Now with increasing interest in what we have been doing, I, Iqbal Singh, hope that this blog can assist people in understanding what we have found out so far, and how we are planning to take matters forward. Here I will interview Professor Kevin Lu, University of Essex, and Dr Aaron Balick, Psychotherapist and Director of Stillpoint, about how our pioneering collaborations are now developing new methodologies that are scalable, based on their analysis of a collaborative workshop in March 2022 and the publication of a report that you can download here.
The highlights include:
Firstly, there is a need to integrate the presentation of archival research with quality psychological interventions that enable a personal relationship with that material. But, to be clear, this will not be group therapy.

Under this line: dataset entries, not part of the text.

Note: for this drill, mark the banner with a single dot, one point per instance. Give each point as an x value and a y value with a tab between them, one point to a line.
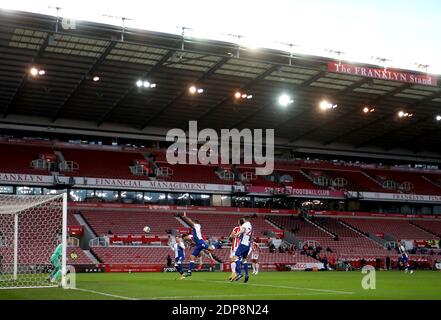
397	197
104	183
150	207
294	192
130	267
351	214
75	230
383	74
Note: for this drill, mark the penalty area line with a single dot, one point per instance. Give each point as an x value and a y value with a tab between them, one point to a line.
283	287
105	294
236	295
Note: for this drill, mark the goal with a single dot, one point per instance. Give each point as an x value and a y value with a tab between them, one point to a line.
31	228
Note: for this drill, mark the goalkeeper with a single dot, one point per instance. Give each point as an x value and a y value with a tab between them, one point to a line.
55	276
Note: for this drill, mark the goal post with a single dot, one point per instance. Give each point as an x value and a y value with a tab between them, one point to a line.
33	241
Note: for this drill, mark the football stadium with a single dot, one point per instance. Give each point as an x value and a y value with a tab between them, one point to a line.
160	165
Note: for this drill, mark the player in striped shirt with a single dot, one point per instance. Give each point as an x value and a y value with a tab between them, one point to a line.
179	249
404	258
234	244
254	253
200	244
240	256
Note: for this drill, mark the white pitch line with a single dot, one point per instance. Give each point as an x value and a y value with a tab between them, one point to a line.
282	287
236	295
106	294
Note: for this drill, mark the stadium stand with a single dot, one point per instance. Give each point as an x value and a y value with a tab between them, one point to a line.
137	254
396	229
267	257
406	182
126	223
217	225
433	227
17	158
191	173
102	164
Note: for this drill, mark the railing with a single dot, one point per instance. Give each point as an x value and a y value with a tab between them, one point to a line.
73	242
226	175
164	172
41	164
99	242
138	170
68	166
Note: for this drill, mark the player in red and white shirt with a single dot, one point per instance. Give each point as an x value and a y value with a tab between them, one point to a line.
254	253
235	241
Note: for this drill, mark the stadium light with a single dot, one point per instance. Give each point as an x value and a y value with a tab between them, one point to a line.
144	83
368	109
403	114
37	72
241	95
285	100
194	89
325	105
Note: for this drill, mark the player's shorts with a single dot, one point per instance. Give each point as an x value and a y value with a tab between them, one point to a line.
56	262
242	251
199	246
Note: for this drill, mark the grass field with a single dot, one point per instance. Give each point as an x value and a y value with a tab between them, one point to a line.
424	285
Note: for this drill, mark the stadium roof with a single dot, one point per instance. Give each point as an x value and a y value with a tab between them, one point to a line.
71	57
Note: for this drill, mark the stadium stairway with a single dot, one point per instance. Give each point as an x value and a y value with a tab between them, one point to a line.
424	229
321	227
88	231
91	256
373	179
432	182
307	176
287	234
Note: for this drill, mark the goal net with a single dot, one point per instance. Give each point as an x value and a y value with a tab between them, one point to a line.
31	229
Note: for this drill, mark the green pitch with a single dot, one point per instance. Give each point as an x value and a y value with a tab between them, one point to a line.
425	285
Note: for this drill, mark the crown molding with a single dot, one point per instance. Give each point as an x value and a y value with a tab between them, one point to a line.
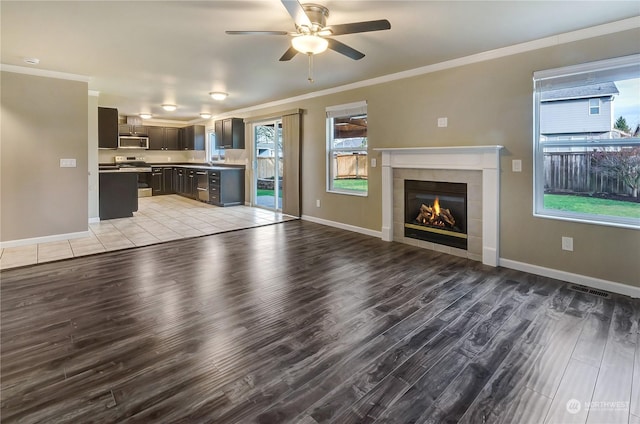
43	73
555	40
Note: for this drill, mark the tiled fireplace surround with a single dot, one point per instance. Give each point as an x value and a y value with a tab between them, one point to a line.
477	166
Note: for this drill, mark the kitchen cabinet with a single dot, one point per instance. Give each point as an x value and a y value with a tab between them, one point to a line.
229	133
162	180
135	130
179	180
118	194
163	138
191	185
226	187
192	137
167	180
107	128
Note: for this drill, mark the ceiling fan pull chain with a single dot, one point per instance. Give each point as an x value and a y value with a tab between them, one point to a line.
310	75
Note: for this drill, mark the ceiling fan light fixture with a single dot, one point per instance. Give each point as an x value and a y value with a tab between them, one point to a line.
309	44
218	95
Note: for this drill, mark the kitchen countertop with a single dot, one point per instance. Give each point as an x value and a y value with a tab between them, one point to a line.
110	168
214	167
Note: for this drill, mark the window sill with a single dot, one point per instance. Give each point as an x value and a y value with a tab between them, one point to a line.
349	193
624	223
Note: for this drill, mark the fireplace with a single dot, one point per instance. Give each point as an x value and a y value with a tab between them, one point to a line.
476	166
436	211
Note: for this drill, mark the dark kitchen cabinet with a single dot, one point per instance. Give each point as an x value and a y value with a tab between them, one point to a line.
229	133
163	138
107	128
118	194
192	137
167	180
135	130
179	180
162	180
226	187
191	185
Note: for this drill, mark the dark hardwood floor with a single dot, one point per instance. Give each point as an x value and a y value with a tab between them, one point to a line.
302	323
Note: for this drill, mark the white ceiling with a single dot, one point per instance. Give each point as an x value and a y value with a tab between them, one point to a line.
141	54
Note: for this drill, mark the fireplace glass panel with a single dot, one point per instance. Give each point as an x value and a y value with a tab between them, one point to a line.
436	211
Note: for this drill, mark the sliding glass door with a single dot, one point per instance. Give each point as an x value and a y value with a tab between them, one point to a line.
268	165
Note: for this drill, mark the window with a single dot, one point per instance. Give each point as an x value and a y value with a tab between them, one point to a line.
347	165
594	106
212	153
587	166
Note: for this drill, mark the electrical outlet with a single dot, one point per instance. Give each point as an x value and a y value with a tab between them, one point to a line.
567	243
516	165
67	163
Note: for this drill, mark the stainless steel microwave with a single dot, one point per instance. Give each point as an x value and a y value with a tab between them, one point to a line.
133	142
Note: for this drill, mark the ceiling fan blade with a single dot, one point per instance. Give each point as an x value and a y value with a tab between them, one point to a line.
342	48
256	32
297	12
355	27
288	55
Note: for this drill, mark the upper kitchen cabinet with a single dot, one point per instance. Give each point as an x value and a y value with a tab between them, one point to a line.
192	138
163	138
230	133
107	128
135	130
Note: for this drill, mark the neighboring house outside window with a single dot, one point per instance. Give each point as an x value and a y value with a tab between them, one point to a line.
586	165
594	106
347	163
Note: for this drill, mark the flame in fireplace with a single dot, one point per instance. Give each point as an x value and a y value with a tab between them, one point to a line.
434	215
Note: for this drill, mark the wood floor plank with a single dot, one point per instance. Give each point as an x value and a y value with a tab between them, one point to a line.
612	394
302	323
570	402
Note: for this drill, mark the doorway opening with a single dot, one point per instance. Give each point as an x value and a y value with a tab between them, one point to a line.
268	165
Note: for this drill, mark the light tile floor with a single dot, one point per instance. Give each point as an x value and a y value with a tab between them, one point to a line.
159	219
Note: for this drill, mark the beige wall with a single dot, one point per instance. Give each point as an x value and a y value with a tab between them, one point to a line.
43	120
92	150
485	103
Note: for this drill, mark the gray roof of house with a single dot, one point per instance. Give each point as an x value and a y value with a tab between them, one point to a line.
604	89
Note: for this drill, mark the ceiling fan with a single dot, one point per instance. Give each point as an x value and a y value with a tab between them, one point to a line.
313	36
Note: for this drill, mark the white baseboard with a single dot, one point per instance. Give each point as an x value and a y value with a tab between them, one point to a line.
342	226
595	283
45	239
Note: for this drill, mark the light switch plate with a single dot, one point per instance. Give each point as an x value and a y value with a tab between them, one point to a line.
67	163
516	165
567	243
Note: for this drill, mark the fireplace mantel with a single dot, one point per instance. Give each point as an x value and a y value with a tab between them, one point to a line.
482	158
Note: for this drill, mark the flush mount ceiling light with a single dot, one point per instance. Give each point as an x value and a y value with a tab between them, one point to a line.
218	95
309	44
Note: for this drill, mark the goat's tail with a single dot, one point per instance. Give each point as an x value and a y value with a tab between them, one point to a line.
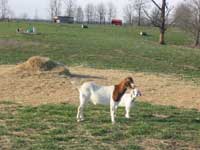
76	84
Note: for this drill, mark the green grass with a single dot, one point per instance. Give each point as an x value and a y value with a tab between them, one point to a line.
102	47
55	127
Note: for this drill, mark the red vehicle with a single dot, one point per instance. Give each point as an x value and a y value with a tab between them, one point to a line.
117	22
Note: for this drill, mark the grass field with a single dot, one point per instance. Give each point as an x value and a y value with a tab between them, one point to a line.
55	127
102	47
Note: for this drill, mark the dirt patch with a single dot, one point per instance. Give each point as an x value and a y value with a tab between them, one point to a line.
11	43
50	87
155	144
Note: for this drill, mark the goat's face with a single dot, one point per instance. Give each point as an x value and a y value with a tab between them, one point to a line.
135	93
129	83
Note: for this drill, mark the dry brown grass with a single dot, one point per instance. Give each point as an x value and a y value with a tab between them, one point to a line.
48	87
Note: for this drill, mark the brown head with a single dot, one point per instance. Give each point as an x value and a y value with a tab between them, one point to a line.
129	83
121	88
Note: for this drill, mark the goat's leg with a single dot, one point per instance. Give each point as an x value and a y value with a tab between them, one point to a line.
127	115
80	116
113	107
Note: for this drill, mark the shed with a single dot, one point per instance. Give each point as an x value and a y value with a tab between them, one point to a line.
63	19
117	22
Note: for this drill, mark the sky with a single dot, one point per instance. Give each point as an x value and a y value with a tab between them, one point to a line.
30	7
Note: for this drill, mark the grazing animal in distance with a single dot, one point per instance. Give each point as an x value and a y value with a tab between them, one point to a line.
105	95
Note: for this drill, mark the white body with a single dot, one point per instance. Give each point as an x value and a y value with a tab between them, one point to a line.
103	95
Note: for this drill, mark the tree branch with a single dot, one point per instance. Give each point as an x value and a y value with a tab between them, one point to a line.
156	5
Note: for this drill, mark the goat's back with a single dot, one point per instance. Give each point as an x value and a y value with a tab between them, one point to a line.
97	94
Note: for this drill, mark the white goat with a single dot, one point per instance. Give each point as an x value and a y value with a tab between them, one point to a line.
105	95
128	100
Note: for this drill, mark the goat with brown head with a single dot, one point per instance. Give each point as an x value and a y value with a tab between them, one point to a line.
121	88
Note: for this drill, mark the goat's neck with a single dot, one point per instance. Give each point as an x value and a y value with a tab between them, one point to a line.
119	91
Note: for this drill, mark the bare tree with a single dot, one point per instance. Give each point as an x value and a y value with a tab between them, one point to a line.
112	11
187	17
128	13
101	12
24	16
139	6
4	9
36	15
55	8
161	23
79	15
89	12
70	6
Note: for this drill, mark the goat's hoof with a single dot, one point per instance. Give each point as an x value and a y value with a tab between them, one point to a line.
80	120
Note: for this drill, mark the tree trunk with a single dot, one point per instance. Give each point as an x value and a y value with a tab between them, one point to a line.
162	27
197	38
139	17
162	37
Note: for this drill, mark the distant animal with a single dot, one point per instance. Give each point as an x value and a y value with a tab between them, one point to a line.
143	33
84	26
106	95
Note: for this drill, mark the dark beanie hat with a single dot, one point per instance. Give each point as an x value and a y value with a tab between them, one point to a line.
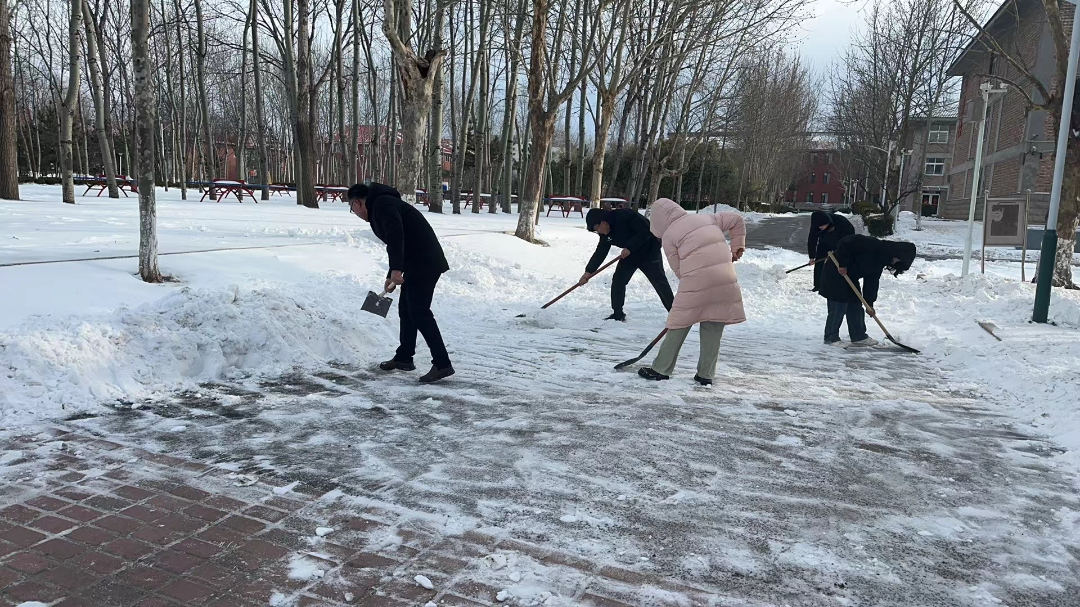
356	191
594	217
819	218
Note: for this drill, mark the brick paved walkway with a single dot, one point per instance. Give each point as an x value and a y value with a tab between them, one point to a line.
93	523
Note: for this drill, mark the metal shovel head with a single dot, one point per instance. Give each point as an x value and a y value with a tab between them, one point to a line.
377	305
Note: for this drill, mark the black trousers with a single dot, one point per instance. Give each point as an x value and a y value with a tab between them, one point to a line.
414	307
651	265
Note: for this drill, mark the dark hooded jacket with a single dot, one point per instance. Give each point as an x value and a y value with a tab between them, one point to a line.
630	229
865	258
412	244
821	242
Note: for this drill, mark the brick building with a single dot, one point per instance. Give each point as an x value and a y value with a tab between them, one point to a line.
1018	144
820	183
929	179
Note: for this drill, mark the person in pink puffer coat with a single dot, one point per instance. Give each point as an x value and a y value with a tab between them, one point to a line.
709	293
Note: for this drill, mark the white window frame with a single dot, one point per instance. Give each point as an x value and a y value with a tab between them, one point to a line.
939	134
936	162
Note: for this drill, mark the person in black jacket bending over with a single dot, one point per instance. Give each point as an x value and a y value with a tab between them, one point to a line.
860	257
826	229
416	265
640	251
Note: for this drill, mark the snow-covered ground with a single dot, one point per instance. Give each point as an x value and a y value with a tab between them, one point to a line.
80	337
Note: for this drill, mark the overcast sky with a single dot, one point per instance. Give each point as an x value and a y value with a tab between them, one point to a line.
827	34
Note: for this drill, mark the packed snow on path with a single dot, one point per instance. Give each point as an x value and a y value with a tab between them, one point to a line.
863	476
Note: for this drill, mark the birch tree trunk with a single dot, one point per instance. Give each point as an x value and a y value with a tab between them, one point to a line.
435	133
146	102
9	140
208	154
259	110
417	82
70	100
95	88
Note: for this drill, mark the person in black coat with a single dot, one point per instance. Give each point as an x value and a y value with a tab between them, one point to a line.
860	258
640	251
826	229
416	265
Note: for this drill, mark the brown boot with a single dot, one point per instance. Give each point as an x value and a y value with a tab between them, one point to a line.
436	374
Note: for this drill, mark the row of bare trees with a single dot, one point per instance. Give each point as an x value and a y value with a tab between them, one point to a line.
337	91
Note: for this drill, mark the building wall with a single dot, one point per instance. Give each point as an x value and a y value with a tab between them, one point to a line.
812	180
915	175
1018	144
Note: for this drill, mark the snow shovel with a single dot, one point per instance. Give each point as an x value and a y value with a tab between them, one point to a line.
814	262
878	321
377	304
567	292
652	344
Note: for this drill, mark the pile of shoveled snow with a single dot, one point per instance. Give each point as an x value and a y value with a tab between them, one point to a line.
59	366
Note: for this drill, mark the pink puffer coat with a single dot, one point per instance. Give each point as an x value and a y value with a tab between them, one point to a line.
700	256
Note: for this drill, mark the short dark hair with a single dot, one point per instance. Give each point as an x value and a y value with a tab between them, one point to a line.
358	191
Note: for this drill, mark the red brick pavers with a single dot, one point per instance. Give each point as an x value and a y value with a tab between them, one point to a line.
95	523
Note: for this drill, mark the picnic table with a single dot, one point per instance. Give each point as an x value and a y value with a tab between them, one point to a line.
331	192
227	187
567	204
100	184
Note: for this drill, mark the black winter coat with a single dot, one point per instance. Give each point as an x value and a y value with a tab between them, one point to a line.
820	242
630	229
865	258
412	244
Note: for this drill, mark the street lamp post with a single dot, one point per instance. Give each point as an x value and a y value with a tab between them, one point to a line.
1048	254
986	90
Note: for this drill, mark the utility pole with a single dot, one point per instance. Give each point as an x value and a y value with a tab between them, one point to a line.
986	89
1048	254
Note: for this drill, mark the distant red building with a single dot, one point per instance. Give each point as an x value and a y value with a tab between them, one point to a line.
821	183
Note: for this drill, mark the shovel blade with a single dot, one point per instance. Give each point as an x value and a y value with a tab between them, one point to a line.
376	305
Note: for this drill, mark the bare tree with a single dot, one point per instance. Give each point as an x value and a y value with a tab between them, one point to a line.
146	99
67	107
9	144
417	77
545	97
98	95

Secondly, this requires psychologically safe environments so participants can share the impact that these records have on them, while learning from others’ experiences from different ethnic backgrounds.
Finally, it is essential to involve participants in the co-creation of something as a part of this process. For example, a light psychological intervention such as creative writing, based on themes in the material, which enables participants to process that material more holistically.
Iqbal, can you tell us more about this pioneering initiative?
As someone who works in a public engagement role, I am regularly introducing people into the archives, and devising projects working with archival records. Arriving at The National Archives in 2015 in anticipation of the 70th anniversary of the Partition of British India, and seeing for the first time records describing the extraordinary violence, I began involuntarily crying. I asked myself many questions including: was it my unique background, the only child of a Sikh mother and a Muslim father whose lives were so closely associated with the Panjab where the vast bulk of the violence and displacement took place that was the trigger? I was taken aback by what I was experiencing, finding myself choking up in front of visitors and unable to speak, or to hold back what felt like an ocean of tears.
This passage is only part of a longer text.